Si tu respectes les délais et que tu proposes un planning :
- réaliste ;
- lisible ;
- avec des alternatives possibles,
tu réduis les chances de refus brutal.
7.2. Prévoir un « plan B »
Pour chaque pont important que tu demandes, demande‑toi :
« Si on me le refuse, je fais quoi ? »
Quelques idées :
- déplacer cette journée sur une autre fenêtre rentable (un pont d’automne par exemple) ;
- la transformer en jour pour prolonger l’été ;
- la garder en réserve pour un imprévu.
Si tu as Opti’congés sous la main, tu peux :
- garder une version V1 (avec le pont de mai) ;
- et une V2 où ce pont est remplacé par autre chose.
7.3. Communiquer proprement
Quand tu envoies ton planning :
- sois clair sur ce qui est prioritaire pour toi en mai ;
- montre que tu as pensé au reste de l’équipe (pas 4 ponts d’affilée alors que personne d’autre ne peut partir) ;
- sois ouvert à du dialogue : proposer des dates alternatives si ça coince.
Un planning propre est plus simple à défendre qu’un truc posé à la va‑vite « parce qu’il y a des ponts ».
8. Utiliser Opti’congés pour calibrer ton mai
8.1. Version brute
- tu entres ton quota total ;
- tu laisses l’outil optimiser sans contrainte ;
- tu regardes quelle part de tes jours est allouée à mai.
8.2. Version limitée
- tu ajustes en imposant un plafond de jours sur mai ;
- ou tu verrouilles d’abord l’été et la fin d’année, puis tu laisses l’outil répartir le reste (dont mai) ;
- tu compares les deux versions :
- nombre de jours posés en mai ;
- taille de tes blocs d’été ;
- présence ou non d’une réserve.
8.3. Tu choisis en fonction de ta vraie vie
Ne choisis pas seulement en fonction du score.
Demande‑toi :
- « Est‑ce que je préfère 2 ponts en plus en mai, ou une semaine de plus en été / Noël ? »
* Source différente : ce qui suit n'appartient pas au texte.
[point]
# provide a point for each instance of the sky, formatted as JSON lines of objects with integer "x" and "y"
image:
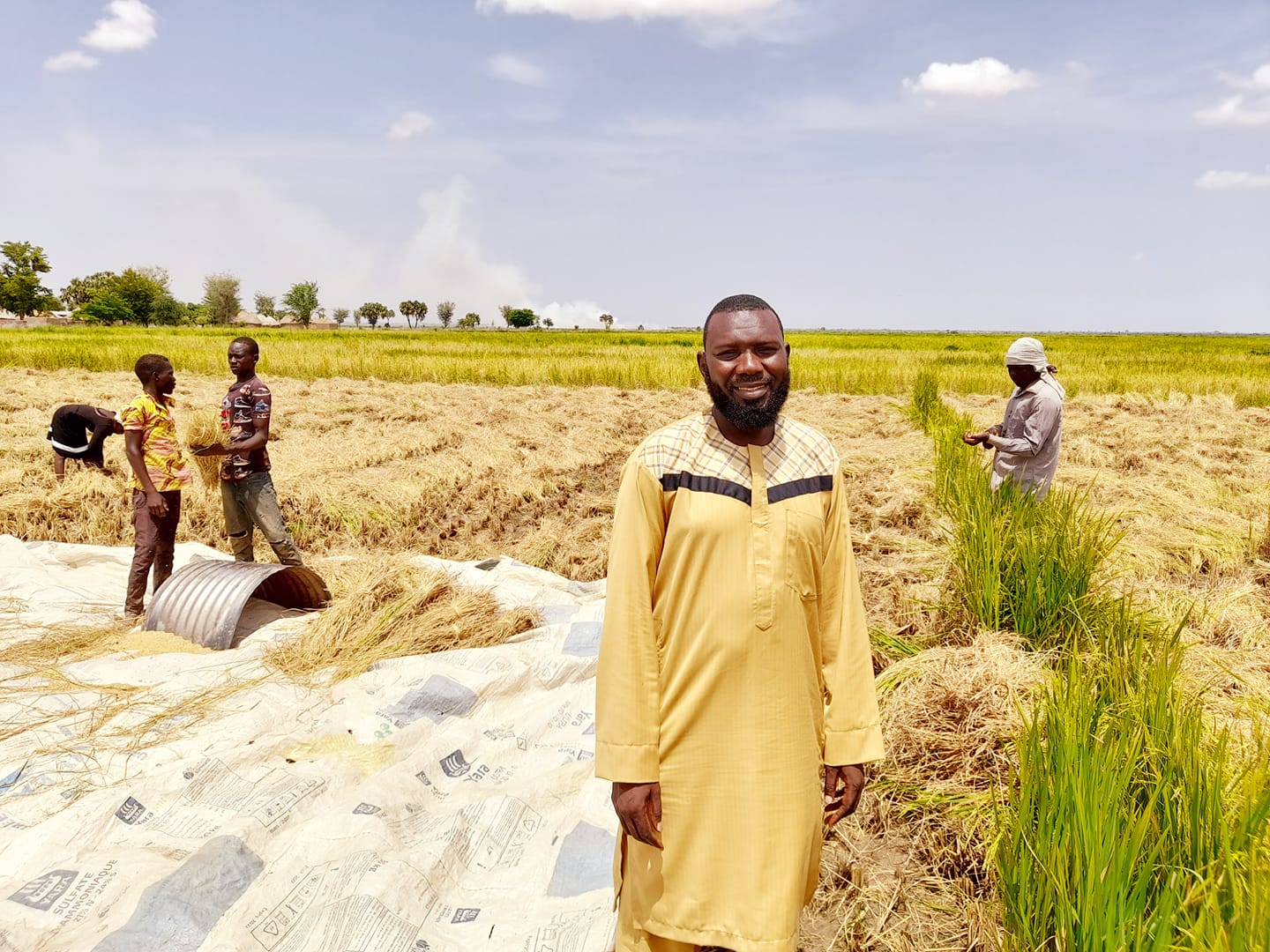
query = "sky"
{"x": 990, "y": 165}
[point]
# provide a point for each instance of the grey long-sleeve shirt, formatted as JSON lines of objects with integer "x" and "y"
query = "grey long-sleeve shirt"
{"x": 1029, "y": 439}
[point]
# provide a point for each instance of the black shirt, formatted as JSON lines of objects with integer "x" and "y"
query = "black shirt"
{"x": 71, "y": 428}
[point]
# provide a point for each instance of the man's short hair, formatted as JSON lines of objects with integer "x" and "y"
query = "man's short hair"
{"x": 739, "y": 302}
{"x": 150, "y": 366}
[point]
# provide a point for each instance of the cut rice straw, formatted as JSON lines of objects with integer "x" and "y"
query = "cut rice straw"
{"x": 395, "y": 609}
{"x": 205, "y": 430}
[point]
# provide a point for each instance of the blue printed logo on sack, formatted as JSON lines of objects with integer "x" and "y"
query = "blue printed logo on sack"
{"x": 131, "y": 811}
{"x": 453, "y": 764}
{"x": 43, "y": 891}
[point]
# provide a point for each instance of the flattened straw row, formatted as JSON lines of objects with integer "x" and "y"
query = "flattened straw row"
{"x": 395, "y": 611}
{"x": 204, "y": 429}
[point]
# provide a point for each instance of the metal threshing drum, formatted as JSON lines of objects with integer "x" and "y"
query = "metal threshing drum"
{"x": 202, "y": 600}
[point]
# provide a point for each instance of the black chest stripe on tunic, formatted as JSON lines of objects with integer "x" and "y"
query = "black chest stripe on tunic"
{"x": 799, "y": 487}
{"x": 672, "y": 481}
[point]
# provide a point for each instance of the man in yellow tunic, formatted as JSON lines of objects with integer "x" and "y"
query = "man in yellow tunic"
{"x": 735, "y": 660}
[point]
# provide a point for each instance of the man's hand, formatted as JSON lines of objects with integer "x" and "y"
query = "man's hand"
{"x": 839, "y": 804}
{"x": 639, "y": 809}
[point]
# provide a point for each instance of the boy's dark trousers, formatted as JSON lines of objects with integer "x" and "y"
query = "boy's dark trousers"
{"x": 155, "y": 544}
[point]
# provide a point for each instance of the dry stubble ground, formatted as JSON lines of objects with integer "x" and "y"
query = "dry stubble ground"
{"x": 465, "y": 471}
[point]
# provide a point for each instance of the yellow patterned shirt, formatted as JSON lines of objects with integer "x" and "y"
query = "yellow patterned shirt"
{"x": 735, "y": 661}
{"x": 167, "y": 464}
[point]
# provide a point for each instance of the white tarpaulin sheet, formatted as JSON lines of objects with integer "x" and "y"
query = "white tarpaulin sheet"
{"x": 441, "y": 804}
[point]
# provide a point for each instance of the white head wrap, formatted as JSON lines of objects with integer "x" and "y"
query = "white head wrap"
{"x": 1029, "y": 352}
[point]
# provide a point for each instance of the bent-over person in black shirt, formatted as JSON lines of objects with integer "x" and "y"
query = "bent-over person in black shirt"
{"x": 79, "y": 432}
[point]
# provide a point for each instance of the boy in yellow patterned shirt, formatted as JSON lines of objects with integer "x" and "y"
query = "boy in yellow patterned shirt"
{"x": 161, "y": 470}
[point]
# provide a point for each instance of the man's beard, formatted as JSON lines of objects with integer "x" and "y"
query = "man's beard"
{"x": 750, "y": 417}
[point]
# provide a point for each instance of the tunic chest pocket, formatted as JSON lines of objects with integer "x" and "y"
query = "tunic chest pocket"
{"x": 804, "y": 551}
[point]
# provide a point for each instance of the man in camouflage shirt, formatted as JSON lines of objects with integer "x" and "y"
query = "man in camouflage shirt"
{"x": 247, "y": 487}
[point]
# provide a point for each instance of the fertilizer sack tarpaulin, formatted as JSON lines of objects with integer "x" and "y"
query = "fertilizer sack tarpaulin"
{"x": 442, "y": 802}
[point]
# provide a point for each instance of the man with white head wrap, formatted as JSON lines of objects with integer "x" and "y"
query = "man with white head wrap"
{"x": 1027, "y": 439}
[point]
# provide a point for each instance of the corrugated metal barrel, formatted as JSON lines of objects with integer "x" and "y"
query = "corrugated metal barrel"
{"x": 202, "y": 600}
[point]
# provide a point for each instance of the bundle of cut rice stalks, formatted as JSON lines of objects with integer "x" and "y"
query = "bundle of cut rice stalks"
{"x": 394, "y": 608}
{"x": 205, "y": 430}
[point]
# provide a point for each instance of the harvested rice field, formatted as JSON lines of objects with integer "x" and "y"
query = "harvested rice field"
{"x": 367, "y": 469}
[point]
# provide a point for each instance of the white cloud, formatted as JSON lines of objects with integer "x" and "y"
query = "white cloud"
{"x": 517, "y": 70}
{"x": 130, "y": 25}
{"x": 1247, "y": 107}
{"x": 444, "y": 259}
{"x": 1259, "y": 80}
{"x": 409, "y": 124}
{"x": 986, "y": 77}
{"x": 70, "y": 60}
{"x": 1238, "y": 109}
{"x": 634, "y": 9}
{"x": 574, "y": 314}
{"x": 1214, "y": 181}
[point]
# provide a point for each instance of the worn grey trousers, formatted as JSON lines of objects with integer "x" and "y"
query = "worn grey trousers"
{"x": 251, "y": 502}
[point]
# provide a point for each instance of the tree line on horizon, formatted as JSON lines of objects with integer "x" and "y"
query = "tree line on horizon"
{"x": 143, "y": 294}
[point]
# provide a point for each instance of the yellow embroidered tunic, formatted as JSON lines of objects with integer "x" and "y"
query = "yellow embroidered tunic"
{"x": 735, "y": 661}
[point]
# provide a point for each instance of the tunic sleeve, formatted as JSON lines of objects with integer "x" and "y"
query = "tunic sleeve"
{"x": 628, "y": 693}
{"x": 852, "y": 729}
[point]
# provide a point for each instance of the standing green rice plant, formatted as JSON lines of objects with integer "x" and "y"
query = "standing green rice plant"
{"x": 1129, "y": 824}
{"x": 1018, "y": 564}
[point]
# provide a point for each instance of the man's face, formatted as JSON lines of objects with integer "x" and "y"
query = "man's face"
{"x": 165, "y": 381}
{"x": 746, "y": 367}
{"x": 1021, "y": 375}
{"x": 242, "y": 360}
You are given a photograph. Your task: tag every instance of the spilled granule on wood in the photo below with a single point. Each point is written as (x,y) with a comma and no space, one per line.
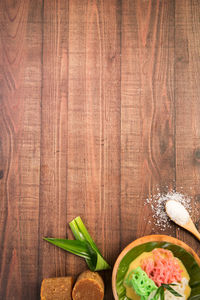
(157,204)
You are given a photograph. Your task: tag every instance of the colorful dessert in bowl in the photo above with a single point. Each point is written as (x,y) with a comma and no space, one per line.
(157,267)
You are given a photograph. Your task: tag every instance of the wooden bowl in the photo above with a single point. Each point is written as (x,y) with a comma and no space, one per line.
(143,240)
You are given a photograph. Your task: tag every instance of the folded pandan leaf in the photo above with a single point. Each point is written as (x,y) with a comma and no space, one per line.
(83,246)
(187,259)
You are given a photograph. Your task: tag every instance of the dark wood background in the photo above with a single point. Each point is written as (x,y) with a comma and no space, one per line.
(99,107)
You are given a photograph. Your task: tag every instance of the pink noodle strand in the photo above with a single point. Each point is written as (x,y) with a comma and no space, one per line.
(162,267)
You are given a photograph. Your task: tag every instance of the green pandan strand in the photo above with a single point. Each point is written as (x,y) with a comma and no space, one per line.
(141,283)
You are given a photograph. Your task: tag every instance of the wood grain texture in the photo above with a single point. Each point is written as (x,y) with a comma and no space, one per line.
(187,91)
(99,108)
(147,110)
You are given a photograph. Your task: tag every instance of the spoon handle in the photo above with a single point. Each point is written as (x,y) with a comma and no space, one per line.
(192,228)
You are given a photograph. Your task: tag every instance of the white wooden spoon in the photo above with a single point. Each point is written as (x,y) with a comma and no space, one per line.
(178,214)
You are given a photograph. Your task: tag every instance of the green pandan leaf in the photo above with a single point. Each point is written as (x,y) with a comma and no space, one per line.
(83,246)
(187,259)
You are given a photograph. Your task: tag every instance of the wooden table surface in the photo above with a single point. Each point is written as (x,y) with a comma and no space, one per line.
(100,108)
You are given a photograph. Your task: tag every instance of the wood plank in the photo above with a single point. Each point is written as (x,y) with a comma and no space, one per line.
(20,86)
(94,123)
(147,110)
(53,186)
(187,91)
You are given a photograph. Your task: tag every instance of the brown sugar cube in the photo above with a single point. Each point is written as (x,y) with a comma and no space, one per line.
(59,288)
(89,286)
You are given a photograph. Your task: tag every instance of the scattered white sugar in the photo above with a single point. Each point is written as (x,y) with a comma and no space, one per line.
(177,212)
(157,204)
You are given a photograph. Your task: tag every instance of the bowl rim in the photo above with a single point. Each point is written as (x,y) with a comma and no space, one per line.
(143,240)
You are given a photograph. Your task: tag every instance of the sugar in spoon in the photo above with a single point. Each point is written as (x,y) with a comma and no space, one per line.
(178,214)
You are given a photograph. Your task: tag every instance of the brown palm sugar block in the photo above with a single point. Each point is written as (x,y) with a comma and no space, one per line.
(59,288)
(89,286)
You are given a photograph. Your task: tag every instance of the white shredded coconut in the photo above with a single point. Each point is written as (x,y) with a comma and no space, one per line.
(177,212)
(157,204)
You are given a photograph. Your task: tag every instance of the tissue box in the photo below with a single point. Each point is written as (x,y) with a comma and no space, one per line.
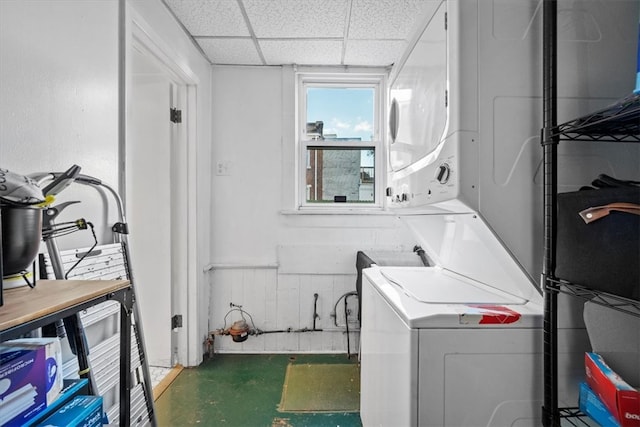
(81,411)
(620,398)
(30,378)
(591,405)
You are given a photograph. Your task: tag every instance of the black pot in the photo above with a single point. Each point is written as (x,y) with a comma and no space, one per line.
(21,235)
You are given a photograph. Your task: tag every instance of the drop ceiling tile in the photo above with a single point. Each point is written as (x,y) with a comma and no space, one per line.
(230,51)
(375,53)
(297,18)
(210,17)
(302,52)
(385,19)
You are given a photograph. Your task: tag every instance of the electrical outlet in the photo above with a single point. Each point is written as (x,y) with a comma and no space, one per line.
(223,168)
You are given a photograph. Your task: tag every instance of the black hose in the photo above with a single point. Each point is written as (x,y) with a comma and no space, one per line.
(335,307)
(346,322)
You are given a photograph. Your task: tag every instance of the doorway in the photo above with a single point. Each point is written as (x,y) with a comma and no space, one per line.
(156,189)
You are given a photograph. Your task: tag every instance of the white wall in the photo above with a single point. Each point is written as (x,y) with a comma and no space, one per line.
(59,96)
(265,257)
(59,105)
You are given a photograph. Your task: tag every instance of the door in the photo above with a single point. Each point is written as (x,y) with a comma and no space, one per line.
(152,182)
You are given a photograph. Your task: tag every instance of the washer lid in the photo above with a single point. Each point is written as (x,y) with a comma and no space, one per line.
(439,286)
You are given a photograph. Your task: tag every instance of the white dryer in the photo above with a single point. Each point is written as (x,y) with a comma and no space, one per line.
(459,343)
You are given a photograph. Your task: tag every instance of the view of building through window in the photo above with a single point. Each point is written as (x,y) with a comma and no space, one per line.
(340,170)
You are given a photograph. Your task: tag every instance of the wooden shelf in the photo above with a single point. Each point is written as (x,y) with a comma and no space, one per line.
(26,309)
(25,304)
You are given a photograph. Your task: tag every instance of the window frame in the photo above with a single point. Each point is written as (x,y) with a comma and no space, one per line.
(374,80)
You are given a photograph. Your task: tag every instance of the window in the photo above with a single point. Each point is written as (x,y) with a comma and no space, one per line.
(340,139)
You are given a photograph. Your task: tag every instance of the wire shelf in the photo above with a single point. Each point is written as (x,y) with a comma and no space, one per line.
(618,122)
(616,302)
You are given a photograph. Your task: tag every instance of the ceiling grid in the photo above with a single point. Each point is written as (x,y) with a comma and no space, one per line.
(362,33)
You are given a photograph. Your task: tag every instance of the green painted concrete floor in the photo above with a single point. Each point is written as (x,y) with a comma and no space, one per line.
(243,390)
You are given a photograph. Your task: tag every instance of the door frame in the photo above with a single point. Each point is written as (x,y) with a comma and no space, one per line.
(138,34)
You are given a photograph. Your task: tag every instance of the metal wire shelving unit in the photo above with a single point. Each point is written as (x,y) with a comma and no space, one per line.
(618,123)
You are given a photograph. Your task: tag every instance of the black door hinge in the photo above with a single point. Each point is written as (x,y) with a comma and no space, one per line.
(176,321)
(175,115)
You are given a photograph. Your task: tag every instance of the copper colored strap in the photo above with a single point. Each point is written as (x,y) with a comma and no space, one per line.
(595,213)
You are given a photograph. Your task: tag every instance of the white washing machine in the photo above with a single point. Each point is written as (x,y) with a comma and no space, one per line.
(440,348)
(460,343)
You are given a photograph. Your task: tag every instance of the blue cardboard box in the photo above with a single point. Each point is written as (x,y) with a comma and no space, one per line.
(30,378)
(590,404)
(71,389)
(81,411)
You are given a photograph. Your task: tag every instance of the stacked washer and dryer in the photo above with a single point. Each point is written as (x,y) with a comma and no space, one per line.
(459,342)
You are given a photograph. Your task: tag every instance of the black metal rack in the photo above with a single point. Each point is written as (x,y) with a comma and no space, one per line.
(619,122)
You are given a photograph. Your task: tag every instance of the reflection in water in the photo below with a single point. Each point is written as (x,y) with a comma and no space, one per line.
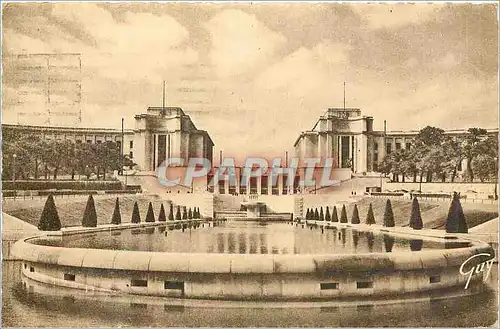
(416,245)
(248,238)
(34,304)
(388,242)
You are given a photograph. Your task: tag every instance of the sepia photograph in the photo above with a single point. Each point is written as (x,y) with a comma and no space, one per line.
(249,164)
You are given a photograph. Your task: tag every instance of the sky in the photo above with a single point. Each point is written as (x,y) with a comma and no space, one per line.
(256,75)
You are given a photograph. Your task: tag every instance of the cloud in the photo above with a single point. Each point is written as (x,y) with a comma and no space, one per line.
(240,43)
(393,15)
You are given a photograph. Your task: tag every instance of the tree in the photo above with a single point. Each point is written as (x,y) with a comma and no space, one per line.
(171,212)
(136,216)
(370,218)
(415,217)
(90,215)
(455,222)
(150,216)
(343,215)
(388,215)
(178,213)
(117,217)
(49,220)
(161,216)
(355,215)
(388,243)
(471,147)
(335,218)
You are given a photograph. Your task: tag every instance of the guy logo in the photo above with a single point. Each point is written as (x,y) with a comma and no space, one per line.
(476,269)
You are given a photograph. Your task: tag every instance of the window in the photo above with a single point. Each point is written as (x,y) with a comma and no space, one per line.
(329,286)
(69,277)
(364,284)
(139,283)
(434,279)
(388,147)
(176,285)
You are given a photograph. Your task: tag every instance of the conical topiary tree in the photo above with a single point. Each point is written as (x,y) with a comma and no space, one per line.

- « Est‑ce que je suis à l’aise avec le risque de refus si je pousse très fort sur mai ? »
Tu peux prendre une décision consciente, pas juste « je fais tous les ponts parce que tout le monde le fait ».
9. Les erreurs classiques à éviter en mai
- Faire tous les ponts sans se demander ce que ça coûte sur le reste de l’année.
- Envoyer tard un planning ultra gourmand en mai, en espérant que ça passe.
- Ne pas avoir de plan B si un pont est refusé.
- Oublier la réserve : si tu crames tout en mai + été, le moindre imprévu en septembre/octobre devient un casse‑tête.
Mai 2026 peut être :
- le mois où tu gagnes beaucoup de jours off pour peu de jours posés ;
- ou le mois qui te laisse à sec pour le reste de l’année.
La différence ne tient pas à un tableau Excel de plus,
mais à quelques décisions simples :
- plafonner le nombre de jours posés ;
- choisir 1 à 2 ponts vraiment rentables au lieu de tout prendre ;
- penser l’année entière, pas seulement ce mois‑là.
Avec ça, tu peux faire de mai 2026 un mois d’optimisation… sans te tromper de combat.